- Leaders: Moussa Ag Acharatoumane (founder) Assalat Ag Habi (military commander)
- Dates active: 2 September 2016 – present
- Split from: National Movement for the Liberation of Azawad (MNLA)
- Active regions: Gao Region, Kidal Region
- Ideology: Tuareg nationalism Secularism
- Political position: Azawad self-determination
- Size: 3,000
- Wars: the Northern Mali conflict

= Movement for the Salvation of Azawad =

Tuareg political movement

The Movement for the Salvation of Azawad (Mouvement pour le salut de l'Azawad; abbreviated MSA) is a Tuareg political movement and armed group in Azawad, Mali. It was founded on 2 September 2016 by Moussa Ag Acharatoumane.

== History ==
The MSA was founded on 2 September 2016 in Tin-Fadimata, north of Ménaka, by former members of the National Movement for the Liberation of Azawad (MNLA).

With French support, a joint-operation was conducted by the MSA and the Imghad Tuareg Self-Defense Group and Allies (or GATIA) on 23 February 2018 to capture or kill Malian ISIL commander Abu Walid al-Sahrawi.
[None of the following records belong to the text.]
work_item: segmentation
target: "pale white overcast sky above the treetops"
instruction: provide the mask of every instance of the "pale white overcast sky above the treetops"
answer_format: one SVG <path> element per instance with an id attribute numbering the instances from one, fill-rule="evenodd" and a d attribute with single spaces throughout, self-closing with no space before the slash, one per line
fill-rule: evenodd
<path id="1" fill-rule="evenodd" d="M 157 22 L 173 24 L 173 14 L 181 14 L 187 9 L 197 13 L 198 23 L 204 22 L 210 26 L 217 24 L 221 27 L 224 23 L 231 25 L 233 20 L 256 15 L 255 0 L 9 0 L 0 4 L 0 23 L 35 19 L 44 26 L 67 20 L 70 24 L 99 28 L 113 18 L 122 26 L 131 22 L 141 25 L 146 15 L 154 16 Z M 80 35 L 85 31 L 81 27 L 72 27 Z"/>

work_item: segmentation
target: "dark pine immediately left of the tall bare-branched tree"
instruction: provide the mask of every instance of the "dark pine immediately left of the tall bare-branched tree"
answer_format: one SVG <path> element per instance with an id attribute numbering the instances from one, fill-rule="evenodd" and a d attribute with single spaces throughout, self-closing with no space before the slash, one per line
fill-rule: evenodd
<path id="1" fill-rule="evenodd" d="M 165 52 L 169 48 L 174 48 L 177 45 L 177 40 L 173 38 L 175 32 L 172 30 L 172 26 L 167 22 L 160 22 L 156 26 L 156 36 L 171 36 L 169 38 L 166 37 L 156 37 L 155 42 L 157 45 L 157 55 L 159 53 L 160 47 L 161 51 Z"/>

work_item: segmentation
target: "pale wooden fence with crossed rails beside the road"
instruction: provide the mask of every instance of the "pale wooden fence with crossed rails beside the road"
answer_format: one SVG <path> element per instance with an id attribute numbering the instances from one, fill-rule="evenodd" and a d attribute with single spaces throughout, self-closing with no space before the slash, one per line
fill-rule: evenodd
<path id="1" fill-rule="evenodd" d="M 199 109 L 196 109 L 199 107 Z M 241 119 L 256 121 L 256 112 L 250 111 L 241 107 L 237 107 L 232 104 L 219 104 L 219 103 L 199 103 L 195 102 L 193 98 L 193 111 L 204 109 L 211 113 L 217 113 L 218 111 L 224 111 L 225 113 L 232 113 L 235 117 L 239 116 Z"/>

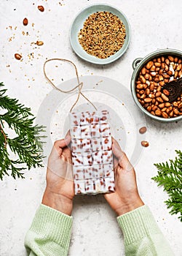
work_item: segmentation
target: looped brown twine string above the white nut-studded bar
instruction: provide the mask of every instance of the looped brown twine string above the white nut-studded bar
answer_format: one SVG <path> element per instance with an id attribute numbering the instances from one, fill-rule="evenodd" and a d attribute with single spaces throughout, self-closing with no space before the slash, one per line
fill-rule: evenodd
<path id="1" fill-rule="evenodd" d="M 66 61 L 66 62 L 71 63 L 71 64 L 74 66 L 74 69 L 75 69 L 75 72 L 76 72 L 76 78 L 77 78 L 77 83 L 78 83 L 78 85 L 77 85 L 77 86 L 74 86 L 74 88 L 72 88 L 72 89 L 70 89 L 70 90 L 67 90 L 67 91 L 66 91 L 66 90 L 62 90 L 62 89 L 58 88 L 57 86 L 55 86 L 55 84 L 52 83 L 52 80 L 50 80 L 50 78 L 47 77 L 47 73 L 46 73 L 46 70 L 45 70 L 45 66 L 46 66 L 47 62 L 50 62 L 50 61 Z M 76 106 L 76 104 L 79 102 L 80 95 L 82 95 L 82 97 L 84 97 L 84 99 L 86 99 L 87 102 L 89 102 L 89 103 L 93 106 L 93 108 L 95 108 L 95 110 L 97 110 L 97 108 L 96 108 L 95 105 L 90 101 L 90 99 L 88 99 L 88 98 L 82 93 L 82 87 L 83 87 L 84 84 L 83 84 L 83 82 L 80 83 L 80 81 L 79 81 L 78 69 L 77 69 L 77 67 L 76 67 L 76 65 L 74 64 L 73 61 L 69 61 L 68 59 L 60 59 L 60 58 L 48 59 L 47 61 L 44 62 L 44 67 L 43 67 L 43 69 L 44 69 L 44 76 L 45 76 L 45 78 L 47 78 L 47 80 L 52 84 L 52 87 L 53 87 L 54 89 L 56 89 L 56 90 L 58 90 L 58 91 L 60 91 L 60 92 L 63 92 L 63 93 L 65 93 L 65 94 L 68 94 L 68 93 L 70 93 L 70 92 L 72 92 L 72 91 L 75 91 L 76 89 L 79 89 L 78 95 L 77 95 L 77 98 L 76 98 L 76 101 L 75 101 L 74 104 L 72 105 L 70 112 L 74 109 L 74 107 Z"/>

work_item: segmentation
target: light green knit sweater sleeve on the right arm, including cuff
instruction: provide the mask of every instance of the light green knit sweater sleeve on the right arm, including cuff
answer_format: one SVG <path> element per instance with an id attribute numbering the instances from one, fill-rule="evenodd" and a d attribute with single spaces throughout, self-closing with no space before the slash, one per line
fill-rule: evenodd
<path id="1" fill-rule="evenodd" d="M 124 234 L 126 256 L 174 255 L 148 206 L 117 217 L 117 221 Z"/>

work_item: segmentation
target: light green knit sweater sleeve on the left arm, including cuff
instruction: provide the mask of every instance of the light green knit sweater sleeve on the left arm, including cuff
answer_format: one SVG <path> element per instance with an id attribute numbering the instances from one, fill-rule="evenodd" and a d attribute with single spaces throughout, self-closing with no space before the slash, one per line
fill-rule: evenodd
<path id="1" fill-rule="evenodd" d="M 73 219 L 41 204 L 25 236 L 28 256 L 66 256 Z"/>

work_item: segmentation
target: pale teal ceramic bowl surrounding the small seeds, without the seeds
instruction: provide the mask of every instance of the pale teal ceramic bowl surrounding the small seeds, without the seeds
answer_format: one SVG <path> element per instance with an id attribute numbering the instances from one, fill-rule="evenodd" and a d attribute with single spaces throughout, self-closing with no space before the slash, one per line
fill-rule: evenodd
<path id="1" fill-rule="evenodd" d="M 107 59 L 99 59 L 95 56 L 92 56 L 88 54 L 83 48 L 82 45 L 79 44 L 79 39 L 78 39 L 78 34 L 80 29 L 83 28 L 84 26 L 84 21 L 88 18 L 88 16 L 92 15 L 94 12 L 111 12 L 112 14 L 116 15 L 122 22 L 124 23 L 124 26 L 126 28 L 126 38 L 124 40 L 124 45 L 122 48 L 117 51 L 114 55 L 108 57 Z M 74 18 L 73 23 L 71 24 L 71 29 L 70 29 L 70 42 L 71 46 L 74 49 L 74 52 L 82 59 L 85 61 L 89 61 L 94 64 L 109 64 L 113 61 L 116 61 L 116 59 L 119 59 L 125 51 L 128 48 L 128 45 L 130 43 L 130 24 L 124 15 L 123 12 L 120 10 L 116 9 L 116 7 L 112 7 L 111 5 L 108 4 L 93 4 L 81 12 L 79 12 L 78 15 L 76 15 L 76 18 Z"/>

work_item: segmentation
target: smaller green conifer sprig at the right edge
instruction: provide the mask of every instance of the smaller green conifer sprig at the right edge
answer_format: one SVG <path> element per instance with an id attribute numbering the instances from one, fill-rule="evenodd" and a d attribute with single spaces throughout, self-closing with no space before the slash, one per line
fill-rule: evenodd
<path id="1" fill-rule="evenodd" d="M 152 179 L 158 186 L 163 186 L 169 195 L 165 201 L 170 214 L 179 214 L 182 222 L 182 152 L 176 150 L 177 157 L 169 162 L 154 164 L 158 169 L 157 176 Z"/>

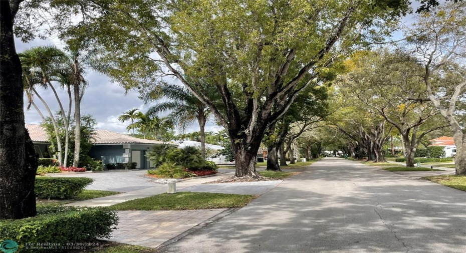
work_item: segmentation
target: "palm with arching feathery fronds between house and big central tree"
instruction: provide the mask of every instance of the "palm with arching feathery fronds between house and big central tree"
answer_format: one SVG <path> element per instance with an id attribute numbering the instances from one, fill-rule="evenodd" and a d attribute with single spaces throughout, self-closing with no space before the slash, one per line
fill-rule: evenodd
<path id="1" fill-rule="evenodd" d="M 205 123 L 210 116 L 210 110 L 187 89 L 178 85 L 166 85 L 162 87 L 163 97 L 169 101 L 161 102 L 152 106 L 148 113 L 157 114 L 163 111 L 170 111 L 170 118 L 183 132 L 195 120 L 200 128 L 200 147 L 202 158 L 205 158 Z M 147 98 L 146 101 L 151 100 Z"/>

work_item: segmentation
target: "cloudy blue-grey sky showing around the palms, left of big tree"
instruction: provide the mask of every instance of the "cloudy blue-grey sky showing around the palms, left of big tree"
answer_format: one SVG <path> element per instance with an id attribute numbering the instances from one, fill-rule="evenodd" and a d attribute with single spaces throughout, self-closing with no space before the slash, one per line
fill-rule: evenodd
<path id="1" fill-rule="evenodd" d="M 30 43 L 22 43 L 20 40 L 16 40 L 16 50 L 18 53 L 36 47 L 40 45 L 56 45 L 59 48 L 63 48 L 63 45 L 58 40 L 34 40 Z M 108 77 L 100 73 L 89 71 L 86 76 L 89 82 L 89 87 L 86 89 L 83 100 L 81 102 L 81 115 L 91 114 L 98 122 L 97 128 L 110 130 L 118 133 L 127 133 L 126 126 L 128 122 L 121 123 L 118 121 L 118 116 L 123 112 L 138 108 L 142 112 L 145 112 L 149 105 L 144 105 L 143 101 L 138 98 L 137 91 L 128 91 L 125 94 L 125 89 L 118 84 L 112 83 Z M 176 82 L 176 81 L 173 81 Z M 59 110 L 57 100 L 53 92 L 48 89 L 39 89 L 39 94 L 49 105 L 53 112 Z M 58 89 L 58 93 L 64 107 L 68 105 L 68 95 L 65 90 Z M 34 107 L 27 110 L 27 99 L 25 101 L 25 118 L 28 124 L 40 124 L 42 119 Z M 42 105 L 39 99 L 35 98 L 35 103 L 40 107 L 41 112 L 47 117 L 47 111 Z M 65 108 L 65 110 L 67 110 Z M 218 131 L 220 127 L 215 123 L 208 122 L 206 124 L 206 131 Z M 186 132 L 199 131 L 199 127 L 194 123 Z"/>

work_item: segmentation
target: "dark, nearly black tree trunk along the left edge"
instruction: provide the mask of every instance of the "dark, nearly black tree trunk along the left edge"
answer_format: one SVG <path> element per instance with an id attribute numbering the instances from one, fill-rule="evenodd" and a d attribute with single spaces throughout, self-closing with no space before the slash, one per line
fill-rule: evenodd
<path id="1" fill-rule="evenodd" d="M 0 219 L 36 215 L 37 156 L 25 128 L 23 71 L 13 36 L 18 6 L 0 1 Z"/>

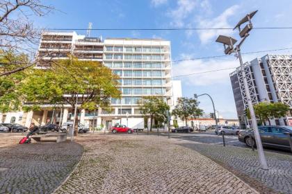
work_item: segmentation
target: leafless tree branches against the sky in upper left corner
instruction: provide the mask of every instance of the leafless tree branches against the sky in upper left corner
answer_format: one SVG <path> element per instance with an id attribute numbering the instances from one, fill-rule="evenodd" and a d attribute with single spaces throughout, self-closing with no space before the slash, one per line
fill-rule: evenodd
<path id="1" fill-rule="evenodd" d="M 35 55 L 35 48 L 39 43 L 42 30 L 35 28 L 31 17 L 42 17 L 54 10 L 53 6 L 43 5 L 40 0 L 0 0 L 0 49 L 1 51 L 13 51 L 26 53 L 30 56 L 29 62 L 15 62 L 15 64 L 3 64 L 0 76 L 22 71 L 33 66 L 38 61 L 31 56 Z M 38 59 L 40 60 L 40 59 Z M 14 66 L 13 69 L 5 69 L 6 65 Z"/>

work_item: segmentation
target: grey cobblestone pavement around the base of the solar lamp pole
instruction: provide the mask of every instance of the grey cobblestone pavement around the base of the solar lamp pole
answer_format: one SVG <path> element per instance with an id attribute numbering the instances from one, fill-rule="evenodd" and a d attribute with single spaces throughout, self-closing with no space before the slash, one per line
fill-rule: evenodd
<path id="1" fill-rule="evenodd" d="M 178 141 L 179 145 L 191 148 L 221 164 L 248 184 L 259 188 L 273 188 L 279 193 L 292 193 L 292 155 L 265 152 L 269 170 L 262 170 L 259 165 L 257 150 L 216 144 Z M 265 188 L 266 187 L 266 188 Z M 261 193 L 273 193 L 264 190 Z"/>

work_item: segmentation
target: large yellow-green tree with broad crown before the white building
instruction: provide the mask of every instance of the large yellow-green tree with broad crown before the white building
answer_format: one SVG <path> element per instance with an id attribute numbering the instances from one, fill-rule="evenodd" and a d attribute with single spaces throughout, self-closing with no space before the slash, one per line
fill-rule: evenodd
<path id="1" fill-rule="evenodd" d="M 47 70 L 30 69 L 31 73 L 21 90 L 26 102 L 38 106 L 71 105 L 74 109 L 110 109 L 111 98 L 120 98 L 118 77 L 99 62 L 82 61 L 69 56 L 67 60 L 52 62 Z M 31 106 L 24 107 L 30 109 Z M 74 135 L 78 132 L 78 114 L 74 115 Z"/>

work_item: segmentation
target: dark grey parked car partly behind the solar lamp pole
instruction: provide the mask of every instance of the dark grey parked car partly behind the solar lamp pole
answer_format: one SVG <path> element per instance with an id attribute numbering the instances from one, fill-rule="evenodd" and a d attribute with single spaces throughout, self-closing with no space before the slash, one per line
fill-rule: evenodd
<path id="1" fill-rule="evenodd" d="M 292 134 L 291 126 L 260 126 L 259 135 L 261 143 L 265 147 L 290 149 L 288 134 Z M 256 147 L 253 130 L 241 130 L 238 140 L 245 143 L 249 147 Z"/>

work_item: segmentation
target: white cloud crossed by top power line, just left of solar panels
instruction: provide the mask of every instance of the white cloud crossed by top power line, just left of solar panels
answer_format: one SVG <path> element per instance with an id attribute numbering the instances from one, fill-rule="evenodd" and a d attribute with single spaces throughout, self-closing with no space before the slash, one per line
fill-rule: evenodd
<path id="1" fill-rule="evenodd" d="M 197 26 L 199 28 L 232 28 L 228 23 L 228 19 L 236 13 L 239 6 L 235 5 L 230 8 L 227 8 L 222 14 L 220 14 L 218 17 L 215 17 L 213 19 L 203 19 L 200 18 L 198 21 Z M 204 30 L 204 31 L 198 31 L 198 35 L 200 37 L 200 40 L 202 44 L 206 44 L 211 41 L 211 39 L 217 37 L 219 34 L 224 35 L 230 35 L 232 32 L 227 30 Z"/>

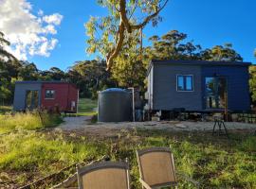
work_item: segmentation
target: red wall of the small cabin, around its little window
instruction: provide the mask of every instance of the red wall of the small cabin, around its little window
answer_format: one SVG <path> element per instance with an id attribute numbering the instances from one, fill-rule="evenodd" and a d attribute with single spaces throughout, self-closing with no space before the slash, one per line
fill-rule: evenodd
<path id="1" fill-rule="evenodd" d="M 54 99 L 46 99 L 46 90 L 55 90 Z M 61 112 L 71 111 L 71 101 L 75 101 L 73 112 L 77 111 L 78 89 L 68 83 L 44 83 L 42 85 L 41 106 L 51 109 L 58 106 Z"/>

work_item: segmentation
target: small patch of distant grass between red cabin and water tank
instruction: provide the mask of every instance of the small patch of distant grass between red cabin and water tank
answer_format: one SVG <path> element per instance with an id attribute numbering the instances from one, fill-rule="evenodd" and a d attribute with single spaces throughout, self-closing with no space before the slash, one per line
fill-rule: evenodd
<path id="1" fill-rule="evenodd" d="M 89 98 L 80 98 L 77 115 L 95 115 L 97 113 L 95 111 L 95 109 L 98 106 L 97 103 L 97 100 L 92 100 Z"/>

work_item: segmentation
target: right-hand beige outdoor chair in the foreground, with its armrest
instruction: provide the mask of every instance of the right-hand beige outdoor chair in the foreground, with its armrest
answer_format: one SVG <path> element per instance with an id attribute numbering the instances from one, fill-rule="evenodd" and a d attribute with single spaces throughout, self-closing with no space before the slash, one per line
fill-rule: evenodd
<path id="1" fill-rule="evenodd" d="M 177 188 L 174 157 L 169 147 L 151 147 L 137 150 L 139 181 L 143 189 L 155 189 L 171 186 Z M 199 183 L 182 175 L 180 177 L 192 182 L 197 188 Z"/>

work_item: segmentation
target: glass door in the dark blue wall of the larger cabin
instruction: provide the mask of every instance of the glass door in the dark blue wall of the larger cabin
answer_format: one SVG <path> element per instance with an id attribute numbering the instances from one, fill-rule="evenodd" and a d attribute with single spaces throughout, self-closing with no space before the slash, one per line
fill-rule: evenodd
<path id="1" fill-rule="evenodd" d="M 226 77 L 205 78 L 206 109 L 225 109 L 228 102 Z"/>

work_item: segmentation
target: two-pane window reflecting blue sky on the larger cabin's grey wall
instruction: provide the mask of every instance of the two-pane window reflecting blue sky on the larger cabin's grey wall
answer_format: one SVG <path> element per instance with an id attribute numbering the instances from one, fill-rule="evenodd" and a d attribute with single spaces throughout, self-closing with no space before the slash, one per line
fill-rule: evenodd
<path id="1" fill-rule="evenodd" d="M 178 75 L 177 76 L 177 91 L 178 92 L 192 92 L 193 91 L 192 75 Z"/>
Six ISIL militants were killed in the ensuing clashes, but Al-Sahrawi survived and evaded capture.

MSA and GATIA troops battled ISIL militants from 2 to 5 June 2018. ISIL commander Almahmoud Ag Akawkaw was captured, while Amat Ag Assalate was killed during the battle.

In July 2019 MSA joined Platform and as that also later the CSP-DPA on 6 May 2021, though it later withdrew from it on the 24 September 2023 over its conflict with the Malian Government.